41. The alcoves at Barbican
This was suggested by Mark Siddall (yes, I am open to any and all nominations).
My photos don’t quite represent the full breadth of eerie elegance created when the sun is in a certain part of the sky and you are standing in a certain part of the station. But it’s the alcoves that best capture and amplify the effect of having so much of the area both cut into the ground and open to the sky.
The shadows and illuminations can give the impression of descending into a baroque catacomb – or, if it’s an especially warm day, an enormous kiln.
The sensations are heightened – literally – by the tall buildings rising up on all sides. It’s quite an atypical design for a station on almost the oldest stretch of line on the entire Underground. In fact I can’t think of another station on the Circle line that is quite so exposed to the sky, at least not in quite as dramatic a fashion.
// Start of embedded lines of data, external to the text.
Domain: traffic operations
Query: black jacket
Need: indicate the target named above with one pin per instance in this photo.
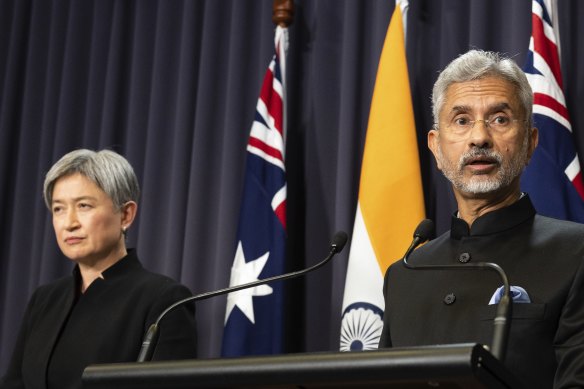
(542, 255)
(64, 331)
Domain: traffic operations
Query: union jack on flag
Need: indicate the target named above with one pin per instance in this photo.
(253, 318)
(553, 177)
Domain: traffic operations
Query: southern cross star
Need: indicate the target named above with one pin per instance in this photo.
(243, 272)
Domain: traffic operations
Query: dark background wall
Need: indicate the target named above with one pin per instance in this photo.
(173, 85)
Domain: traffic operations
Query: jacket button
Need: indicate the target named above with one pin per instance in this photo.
(464, 257)
(449, 299)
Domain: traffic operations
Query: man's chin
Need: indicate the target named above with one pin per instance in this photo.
(479, 186)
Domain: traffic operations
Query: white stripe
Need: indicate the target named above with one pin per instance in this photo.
(547, 29)
(279, 198)
(270, 137)
(573, 168)
(364, 281)
(543, 110)
(268, 158)
(546, 82)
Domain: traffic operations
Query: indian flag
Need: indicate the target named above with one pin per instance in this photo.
(391, 201)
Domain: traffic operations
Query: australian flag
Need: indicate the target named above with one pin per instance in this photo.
(553, 177)
(254, 317)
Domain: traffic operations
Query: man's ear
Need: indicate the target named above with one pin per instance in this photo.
(533, 141)
(433, 145)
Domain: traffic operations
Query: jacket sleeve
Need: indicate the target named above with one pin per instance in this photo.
(569, 339)
(13, 377)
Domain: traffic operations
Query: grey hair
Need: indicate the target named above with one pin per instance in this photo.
(478, 64)
(111, 172)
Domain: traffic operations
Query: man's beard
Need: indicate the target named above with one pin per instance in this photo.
(483, 183)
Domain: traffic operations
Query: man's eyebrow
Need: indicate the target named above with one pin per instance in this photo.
(493, 108)
(460, 109)
(500, 107)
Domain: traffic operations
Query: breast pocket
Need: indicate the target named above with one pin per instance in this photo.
(520, 311)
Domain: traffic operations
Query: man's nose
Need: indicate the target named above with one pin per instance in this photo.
(480, 135)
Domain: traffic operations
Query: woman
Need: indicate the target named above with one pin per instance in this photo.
(99, 313)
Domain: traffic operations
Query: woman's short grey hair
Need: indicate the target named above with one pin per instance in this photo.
(111, 172)
(477, 64)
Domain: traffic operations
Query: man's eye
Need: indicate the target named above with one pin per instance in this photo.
(500, 120)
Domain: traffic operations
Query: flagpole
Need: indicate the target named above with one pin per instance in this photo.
(283, 13)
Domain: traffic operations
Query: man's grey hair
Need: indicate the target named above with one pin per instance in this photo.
(478, 64)
(107, 169)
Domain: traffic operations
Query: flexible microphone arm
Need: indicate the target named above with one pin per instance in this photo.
(338, 242)
(502, 319)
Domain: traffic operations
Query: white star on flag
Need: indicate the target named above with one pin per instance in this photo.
(244, 272)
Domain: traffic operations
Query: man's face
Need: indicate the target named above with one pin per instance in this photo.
(482, 158)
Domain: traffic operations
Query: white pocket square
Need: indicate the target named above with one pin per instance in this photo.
(518, 295)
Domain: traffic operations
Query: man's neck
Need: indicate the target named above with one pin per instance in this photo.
(471, 208)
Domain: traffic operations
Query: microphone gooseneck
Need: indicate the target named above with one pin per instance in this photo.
(502, 320)
(337, 244)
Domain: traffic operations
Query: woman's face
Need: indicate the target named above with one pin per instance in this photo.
(87, 225)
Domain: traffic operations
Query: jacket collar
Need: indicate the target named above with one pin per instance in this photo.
(496, 221)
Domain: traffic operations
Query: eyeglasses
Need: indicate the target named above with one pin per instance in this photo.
(461, 124)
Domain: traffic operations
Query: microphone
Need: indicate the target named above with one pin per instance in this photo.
(502, 320)
(337, 244)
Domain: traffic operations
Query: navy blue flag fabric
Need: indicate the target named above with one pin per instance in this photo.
(553, 178)
(254, 316)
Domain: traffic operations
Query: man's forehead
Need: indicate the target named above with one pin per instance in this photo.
(483, 92)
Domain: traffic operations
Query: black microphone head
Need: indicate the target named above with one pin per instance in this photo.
(425, 230)
(339, 241)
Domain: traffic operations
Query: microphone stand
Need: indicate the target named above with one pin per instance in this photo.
(151, 337)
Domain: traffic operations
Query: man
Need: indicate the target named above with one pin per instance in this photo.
(482, 140)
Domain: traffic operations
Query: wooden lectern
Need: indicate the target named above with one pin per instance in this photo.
(464, 366)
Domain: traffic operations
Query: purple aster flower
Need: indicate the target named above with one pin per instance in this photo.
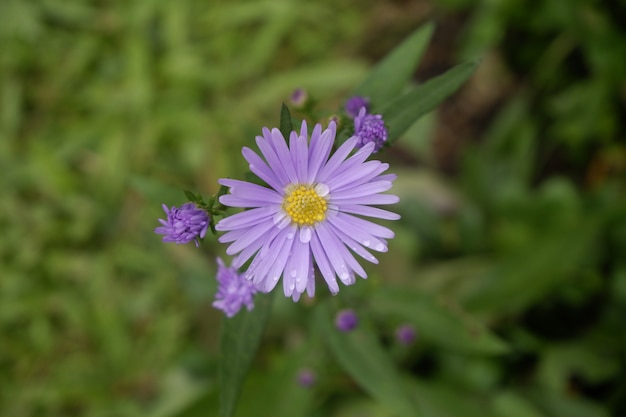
(306, 378)
(346, 320)
(370, 128)
(311, 212)
(406, 334)
(233, 291)
(355, 104)
(183, 224)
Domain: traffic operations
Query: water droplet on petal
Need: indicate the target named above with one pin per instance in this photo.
(281, 219)
(322, 189)
(305, 234)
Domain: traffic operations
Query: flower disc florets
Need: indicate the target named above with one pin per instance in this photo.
(304, 205)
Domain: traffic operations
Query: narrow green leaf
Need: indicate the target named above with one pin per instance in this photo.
(402, 112)
(285, 121)
(436, 322)
(239, 341)
(362, 356)
(389, 77)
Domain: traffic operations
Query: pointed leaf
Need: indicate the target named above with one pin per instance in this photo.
(286, 125)
(362, 356)
(239, 341)
(402, 112)
(390, 76)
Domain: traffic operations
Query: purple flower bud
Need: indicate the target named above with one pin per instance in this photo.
(370, 128)
(406, 334)
(299, 97)
(346, 320)
(183, 224)
(306, 378)
(355, 104)
(233, 291)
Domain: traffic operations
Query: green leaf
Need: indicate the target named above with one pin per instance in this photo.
(436, 322)
(402, 112)
(362, 356)
(239, 341)
(191, 196)
(285, 121)
(389, 77)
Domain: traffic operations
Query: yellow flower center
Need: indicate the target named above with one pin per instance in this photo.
(304, 205)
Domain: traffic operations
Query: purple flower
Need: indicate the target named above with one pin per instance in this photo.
(183, 224)
(354, 105)
(406, 334)
(310, 213)
(346, 320)
(299, 97)
(306, 378)
(233, 291)
(370, 128)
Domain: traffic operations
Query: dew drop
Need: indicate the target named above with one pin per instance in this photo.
(305, 234)
(322, 190)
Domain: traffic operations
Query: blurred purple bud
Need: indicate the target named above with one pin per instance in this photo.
(299, 97)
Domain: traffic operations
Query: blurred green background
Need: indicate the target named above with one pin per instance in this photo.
(512, 196)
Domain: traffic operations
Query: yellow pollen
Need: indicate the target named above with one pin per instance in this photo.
(304, 205)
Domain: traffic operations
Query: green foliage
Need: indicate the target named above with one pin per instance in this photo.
(239, 341)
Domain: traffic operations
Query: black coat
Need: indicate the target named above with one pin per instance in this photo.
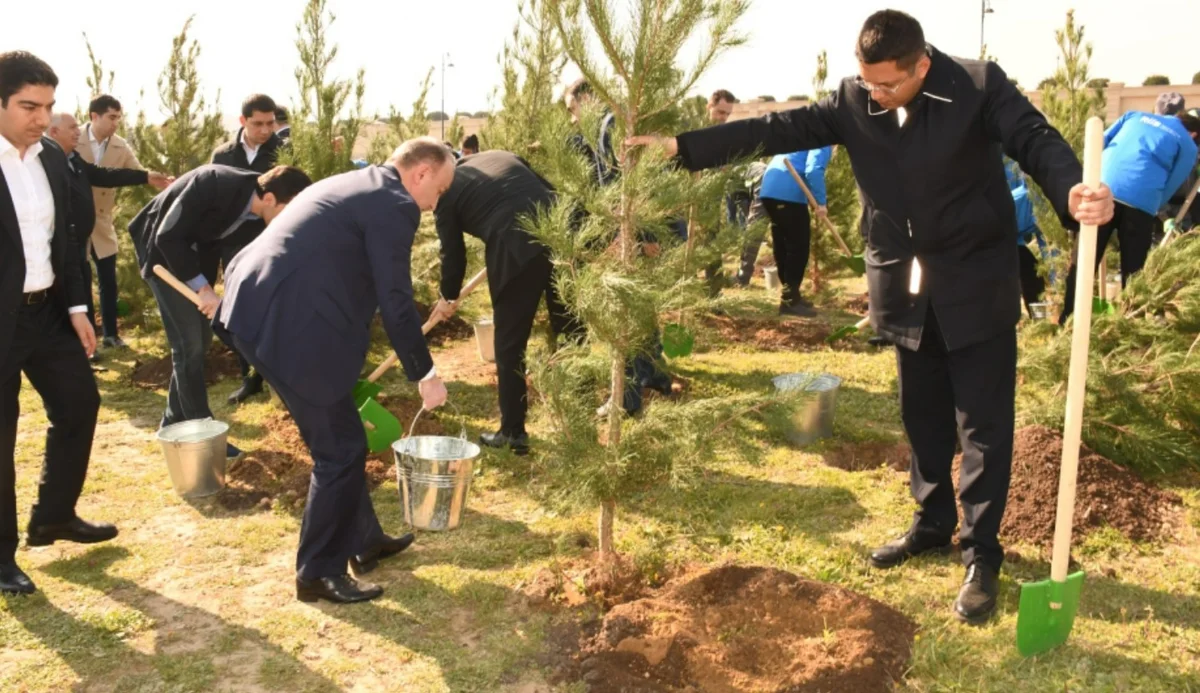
(490, 193)
(305, 293)
(181, 227)
(69, 285)
(934, 190)
(83, 176)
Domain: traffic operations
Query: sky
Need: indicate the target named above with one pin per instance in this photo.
(250, 47)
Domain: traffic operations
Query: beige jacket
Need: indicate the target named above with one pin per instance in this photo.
(118, 155)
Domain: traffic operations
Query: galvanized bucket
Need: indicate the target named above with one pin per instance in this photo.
(814, 419)
(435, 474)
(196, 456)
(771, 277)
(485, 338)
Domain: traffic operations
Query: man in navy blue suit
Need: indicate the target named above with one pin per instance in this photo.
(299, 303)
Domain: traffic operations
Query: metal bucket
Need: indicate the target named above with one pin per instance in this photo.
(771, 276)
(435, 474)
(196, 456)
(485, 338)
(814, 419)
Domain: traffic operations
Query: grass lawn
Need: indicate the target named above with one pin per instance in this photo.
(196, 597)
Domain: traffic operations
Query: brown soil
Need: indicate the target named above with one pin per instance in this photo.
(868, 456)
(447, 330)
(1107, 494)
(743, 628)
(220, 362)
(778, 335)
(280, 468)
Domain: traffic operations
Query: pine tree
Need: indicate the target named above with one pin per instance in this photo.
(1068, 100)
(622, 269)
(318, 121)
(532, 64)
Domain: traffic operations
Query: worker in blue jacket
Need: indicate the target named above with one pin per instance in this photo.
(791, 229)
(1032, 284)
(1146, 158)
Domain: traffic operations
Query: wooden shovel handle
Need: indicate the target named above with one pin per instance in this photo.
(813, 203)
(166, 276)
(1077, 378)
(429, 325)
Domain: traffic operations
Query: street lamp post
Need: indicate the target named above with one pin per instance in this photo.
(444, 116)
(984, 11)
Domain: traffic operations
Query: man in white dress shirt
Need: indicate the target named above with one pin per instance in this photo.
(45, 331)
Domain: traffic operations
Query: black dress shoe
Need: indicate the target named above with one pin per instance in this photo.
(364, 564)
(75, 530)
(897, 552)
(340, 590)
(977, 597)
(519, 444)
(13, 580)
(251, 385)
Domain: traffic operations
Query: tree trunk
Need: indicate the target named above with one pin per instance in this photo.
(607, 511)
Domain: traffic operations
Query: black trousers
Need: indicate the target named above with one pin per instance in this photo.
(514, 308)
(47, 350)
(1135, 231)
(967, 393)
(339, 519)
(791, 235)
(1032, 285)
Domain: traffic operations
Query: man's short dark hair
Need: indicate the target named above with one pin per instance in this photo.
(102, 104)
(257, 103)
(723, 95)
(18, 70)
(891, 35)
(285, 182)
(1191, 122)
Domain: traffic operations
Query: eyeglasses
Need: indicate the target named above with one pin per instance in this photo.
(891, 89)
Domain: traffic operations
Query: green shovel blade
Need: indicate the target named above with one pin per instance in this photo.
(857, 264)
(381, 426)
(1039, 625)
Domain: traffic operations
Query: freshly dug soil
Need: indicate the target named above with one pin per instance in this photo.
(745, 628)
(1107, 494)
(155, 374)
(280, 468)
(779, 335)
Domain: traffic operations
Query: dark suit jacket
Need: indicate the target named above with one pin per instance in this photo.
(69, 287)
(83, 176)
(933, 190)
(181, 227)
(305, 293)
(490, 194)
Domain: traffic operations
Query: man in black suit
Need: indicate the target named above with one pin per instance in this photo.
(183, 227)
(45, 331)
(255, 149)
(83, 176)
(299, 303)
(491, 192)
This impression of cavernous space is compounded still further by the now disused platforms that sit alongside the Underground tracks:
Thameslink trains to Moorgate used to come this way. Now, nothing. The platform wall is still dutifully updated with the latest advertisements, should your gaze drift momentarily across the tracks. Some of the roundels could do with a bit of attention, though:
I know some people think the “true” Underground is never open to the elements. I disagree. Barbican exposes the heart of the Underground in the heart of the London in heart-tugging style.
(Oh, and thanks Mark!)
So glad my suggestion made it onto the list! Ian’s described the scale of the arched alcoves brilliantly. In the sunshine, it feels like an ancient colonnade, carved out of the pale brick walls. If it were down to me, I’d get rid of the corrugated metal shelter that runs along half the platform to expose the arches in full. But are they ever going to do anything with the disused Thameslink tracks?
There have been rumours (just rumours, mind) that the DLR is eyeing up those platforms for an extension from Bank. Until them, the Underground are just going to use them as sidings.
Worth pointing out that the open air effect wasn’t the design intention, but the result of Mr. Hitler’s attempts at obliterating London. The 1st photo shows the supports of the erstwhile roof. There’s a good set of historic photos of Aldersgate Street (as it originally was) on the LT Museum site.
I do wish they’d find a reason to restore the old roof. It would be a great sight. Will never happen.